Hoiwever you wouldnt do that you add a material with some resistance to transfering heat but you add loads of it with a huge area, in conparison to the part you are cooling, and the net result is a cooler part.

Google it more detail and the technical stuff but keep that leaky sponge in mind as a raesonable model.

Hope that helps,
Al

 

Thank you for the answer!

And I have another question.. In my mind, it might be very common questions, but bothers me a lot..

We knows that heatsink help to dissipate the heat. But theoretically I'm quite confused. Most of text saying that in thermal calculation should treat like this:

Power = current
Thermal resistance = Resistor
Temperature = Voltage

Now we do the thermal analysis, then we usually start with:

Rth_js
Rth_FR4
Rth_copper

Then now we decide to add a heatsink.

Rth_heatsink

After adding a heatink the overall thermal Resistance is increased. Which means junction Temp must be increased too. According to the following formula.

(Junction Temp - Ambient Temp) = Power x Thermal resistance.

However we all know this is not true... What am I missing here?

Please help me!

Read up on heatsinks from Texas Instruments....
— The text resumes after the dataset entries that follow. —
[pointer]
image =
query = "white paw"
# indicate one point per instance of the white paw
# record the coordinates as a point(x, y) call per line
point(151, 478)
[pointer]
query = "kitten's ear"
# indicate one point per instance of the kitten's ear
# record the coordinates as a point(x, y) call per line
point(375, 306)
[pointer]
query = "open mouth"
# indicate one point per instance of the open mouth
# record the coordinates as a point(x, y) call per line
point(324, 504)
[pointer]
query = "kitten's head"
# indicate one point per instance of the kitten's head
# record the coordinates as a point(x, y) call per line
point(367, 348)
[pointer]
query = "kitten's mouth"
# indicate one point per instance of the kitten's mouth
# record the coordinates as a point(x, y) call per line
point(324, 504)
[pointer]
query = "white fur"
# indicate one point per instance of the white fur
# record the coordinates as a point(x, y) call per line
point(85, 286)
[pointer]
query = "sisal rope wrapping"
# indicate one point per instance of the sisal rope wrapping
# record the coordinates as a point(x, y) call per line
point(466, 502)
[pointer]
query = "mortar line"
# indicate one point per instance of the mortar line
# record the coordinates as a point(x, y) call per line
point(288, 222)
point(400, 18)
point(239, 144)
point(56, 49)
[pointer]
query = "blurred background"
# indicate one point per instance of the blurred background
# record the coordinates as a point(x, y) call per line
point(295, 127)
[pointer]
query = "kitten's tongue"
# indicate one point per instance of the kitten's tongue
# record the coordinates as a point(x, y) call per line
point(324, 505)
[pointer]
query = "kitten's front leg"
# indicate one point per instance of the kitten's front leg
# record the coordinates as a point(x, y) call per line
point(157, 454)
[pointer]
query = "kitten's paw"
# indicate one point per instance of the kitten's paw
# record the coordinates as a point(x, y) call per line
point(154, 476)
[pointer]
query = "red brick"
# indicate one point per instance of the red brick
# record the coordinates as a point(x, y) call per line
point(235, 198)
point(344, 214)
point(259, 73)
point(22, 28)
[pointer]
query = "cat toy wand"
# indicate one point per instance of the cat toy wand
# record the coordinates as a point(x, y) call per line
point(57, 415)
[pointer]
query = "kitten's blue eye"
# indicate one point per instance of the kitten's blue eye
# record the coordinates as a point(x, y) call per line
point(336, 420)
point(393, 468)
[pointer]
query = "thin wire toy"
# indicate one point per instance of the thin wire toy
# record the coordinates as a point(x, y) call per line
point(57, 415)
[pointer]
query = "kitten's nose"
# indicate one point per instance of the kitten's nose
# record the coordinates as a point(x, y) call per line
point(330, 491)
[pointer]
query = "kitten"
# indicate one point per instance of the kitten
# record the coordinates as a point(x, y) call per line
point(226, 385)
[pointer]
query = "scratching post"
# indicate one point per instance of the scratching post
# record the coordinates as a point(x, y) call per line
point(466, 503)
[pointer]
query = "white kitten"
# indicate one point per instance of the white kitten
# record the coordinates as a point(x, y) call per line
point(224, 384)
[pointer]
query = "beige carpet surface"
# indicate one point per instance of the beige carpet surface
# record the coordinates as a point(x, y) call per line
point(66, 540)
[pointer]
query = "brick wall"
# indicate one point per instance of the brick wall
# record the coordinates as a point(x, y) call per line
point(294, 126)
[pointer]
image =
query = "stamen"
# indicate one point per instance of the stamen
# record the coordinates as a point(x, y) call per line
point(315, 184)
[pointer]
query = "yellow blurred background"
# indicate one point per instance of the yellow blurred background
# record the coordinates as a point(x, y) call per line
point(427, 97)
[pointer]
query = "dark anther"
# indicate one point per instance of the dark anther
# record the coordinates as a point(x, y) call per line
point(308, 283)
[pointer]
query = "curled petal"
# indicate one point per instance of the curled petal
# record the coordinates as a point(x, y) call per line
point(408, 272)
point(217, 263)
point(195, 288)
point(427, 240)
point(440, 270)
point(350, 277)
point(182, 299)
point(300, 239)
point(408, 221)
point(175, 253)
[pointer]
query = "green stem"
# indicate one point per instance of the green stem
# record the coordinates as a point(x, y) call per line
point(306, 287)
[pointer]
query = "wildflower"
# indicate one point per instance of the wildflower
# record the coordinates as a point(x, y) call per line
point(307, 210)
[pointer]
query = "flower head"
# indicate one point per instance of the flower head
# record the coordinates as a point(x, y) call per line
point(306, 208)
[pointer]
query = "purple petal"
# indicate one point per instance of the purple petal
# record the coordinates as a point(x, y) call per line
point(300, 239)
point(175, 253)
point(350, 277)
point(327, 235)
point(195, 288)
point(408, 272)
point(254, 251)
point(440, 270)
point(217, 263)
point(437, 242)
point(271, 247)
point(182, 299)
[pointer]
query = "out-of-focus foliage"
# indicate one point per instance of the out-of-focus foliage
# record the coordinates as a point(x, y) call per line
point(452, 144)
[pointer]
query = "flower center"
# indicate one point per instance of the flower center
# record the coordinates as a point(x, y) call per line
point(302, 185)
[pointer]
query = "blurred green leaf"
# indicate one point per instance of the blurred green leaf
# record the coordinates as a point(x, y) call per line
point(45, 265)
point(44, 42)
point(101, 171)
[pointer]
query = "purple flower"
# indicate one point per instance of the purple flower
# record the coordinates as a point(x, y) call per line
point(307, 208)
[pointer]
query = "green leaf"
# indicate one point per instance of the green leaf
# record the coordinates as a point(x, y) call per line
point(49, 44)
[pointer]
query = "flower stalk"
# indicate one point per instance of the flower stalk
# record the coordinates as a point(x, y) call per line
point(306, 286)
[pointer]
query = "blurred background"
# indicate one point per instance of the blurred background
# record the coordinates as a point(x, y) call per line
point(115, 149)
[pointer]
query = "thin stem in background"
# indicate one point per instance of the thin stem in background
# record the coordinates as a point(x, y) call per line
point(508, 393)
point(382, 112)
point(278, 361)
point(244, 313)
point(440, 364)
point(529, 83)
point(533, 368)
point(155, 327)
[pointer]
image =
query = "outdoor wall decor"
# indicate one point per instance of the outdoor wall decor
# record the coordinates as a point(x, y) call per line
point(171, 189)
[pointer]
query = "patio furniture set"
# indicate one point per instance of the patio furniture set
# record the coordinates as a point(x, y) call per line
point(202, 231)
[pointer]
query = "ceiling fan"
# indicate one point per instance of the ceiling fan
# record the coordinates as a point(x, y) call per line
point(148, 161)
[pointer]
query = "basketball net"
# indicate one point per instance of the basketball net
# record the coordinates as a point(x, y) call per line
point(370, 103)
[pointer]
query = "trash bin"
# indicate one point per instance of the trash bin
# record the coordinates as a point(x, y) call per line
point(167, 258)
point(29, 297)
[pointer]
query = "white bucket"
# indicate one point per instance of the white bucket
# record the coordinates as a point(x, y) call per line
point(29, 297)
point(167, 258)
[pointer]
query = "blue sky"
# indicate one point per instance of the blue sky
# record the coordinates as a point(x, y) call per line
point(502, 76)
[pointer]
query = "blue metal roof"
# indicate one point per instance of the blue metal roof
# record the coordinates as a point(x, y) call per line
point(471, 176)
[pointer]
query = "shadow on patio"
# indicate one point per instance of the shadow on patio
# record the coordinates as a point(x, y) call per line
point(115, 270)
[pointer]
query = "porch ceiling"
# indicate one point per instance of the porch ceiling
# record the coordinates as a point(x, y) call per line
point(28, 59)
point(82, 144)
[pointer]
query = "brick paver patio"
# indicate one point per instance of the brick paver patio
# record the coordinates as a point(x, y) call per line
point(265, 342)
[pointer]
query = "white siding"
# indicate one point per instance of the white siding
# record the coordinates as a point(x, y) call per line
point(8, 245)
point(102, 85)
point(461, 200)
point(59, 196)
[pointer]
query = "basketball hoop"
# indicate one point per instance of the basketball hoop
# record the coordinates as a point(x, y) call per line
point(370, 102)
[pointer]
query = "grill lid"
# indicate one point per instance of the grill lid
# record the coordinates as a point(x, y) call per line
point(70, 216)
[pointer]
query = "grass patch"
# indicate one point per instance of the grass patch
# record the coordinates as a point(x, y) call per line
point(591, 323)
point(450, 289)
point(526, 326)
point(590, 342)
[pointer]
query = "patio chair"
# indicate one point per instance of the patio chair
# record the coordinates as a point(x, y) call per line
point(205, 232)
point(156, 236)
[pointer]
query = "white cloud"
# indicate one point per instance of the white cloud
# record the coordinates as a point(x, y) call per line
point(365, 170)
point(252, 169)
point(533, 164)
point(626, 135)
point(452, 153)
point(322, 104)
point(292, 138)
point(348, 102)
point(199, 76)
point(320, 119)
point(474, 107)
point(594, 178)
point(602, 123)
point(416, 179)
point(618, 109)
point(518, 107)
https://www.google.co.uk/url?sa=t&s...gghMAA&usg=AFQjCNEDYngi1Sb5zWjcPl4BEL2JHIySpQ

 

AI,

Thanks! It was great help. Here is a summary of your comment. Please correct me if I miss understand anything. If a small area of a sponge get wet, and water will spread from the point of the sponge to dried part of sponge. As the water travels further from the origin, the density of the water will be diminished. Also more water would travel faster within the sponge. Eventually the sponge expose the water to the air, so it can evaporate fast, as compare to the water from the small area. The ability of water evaporation is depends on emissivity, thermal resistance, and area of the sponge. If the area of sponge is the same as the water origin, then the density of water will be staying longer than without the sponge.

So I understand larger the area of the heatsink is the small K/W. Then when I calculate the total thermal resistance, then the heatsink being added as parallel to the thermal resistance circuit?

You have a small area, on the chip, which is your heat source it will disipate heart faster as it heats up but the amount of heat it can disipate is limmited by its area.

...

Hope that helps,
Al

 

more or less.... Its only an analogy so dont get tied up thinking about water evaporating, heat cant evaporste so that will not help you.
You would be better served reading the link that DD offered.
I was just trying to give you a mental model with which to visualise the mechenismes.

Heat is energy so it can move or be transformed and has the potential to do work, like any energy, but it cant simply disappear.
Some heat squeezed into a small volume will have a higher temperature than the same amount of heat in a larger volume.
A heat sink isnt working because of its integral volume but because it offers a relitivly low resistance path to an almost limitless volume, IE the surrounding environment.

Al

 

Elaborating on what I said in post #3, heat is dissipated via:

1. conduction
2. convection
3. radiation

Imagine a through-hole resistor mounted flat on a plain FR4 pcb soldered to standard sized resistor pads.

Now think of how the three modes of heat dissipation applies in this example.

1. conduction - heat is conducted away via the leads of the resistor but FR4 is a poor conductor of heat
2. convection - heat is removed if there is air flow around the resistor
3. radiation - the body of the resistor can radiate a small amount of thermal energy

Now imagine that we were to mount the resistor further away from the surface of the board.

1. conduction - there is more thermal mass in the leads of the resistor, hence more heat dissipated
2. convection - much improved air circulation
3. radiation - not much difference from before

Now imagine that the leads of the resistor are soldered to larger areas of copper on the PCB.

1. conduction - there is more thermal mass, more heat conducted away from the leads of the resistor
2. convection - there is increase convection current especially if the pcb is mounted vertically on its edge
3. radiation - more heat is radiated because of the larger surface area

Having large power and ground planes around all components will help in improving heat dissipation.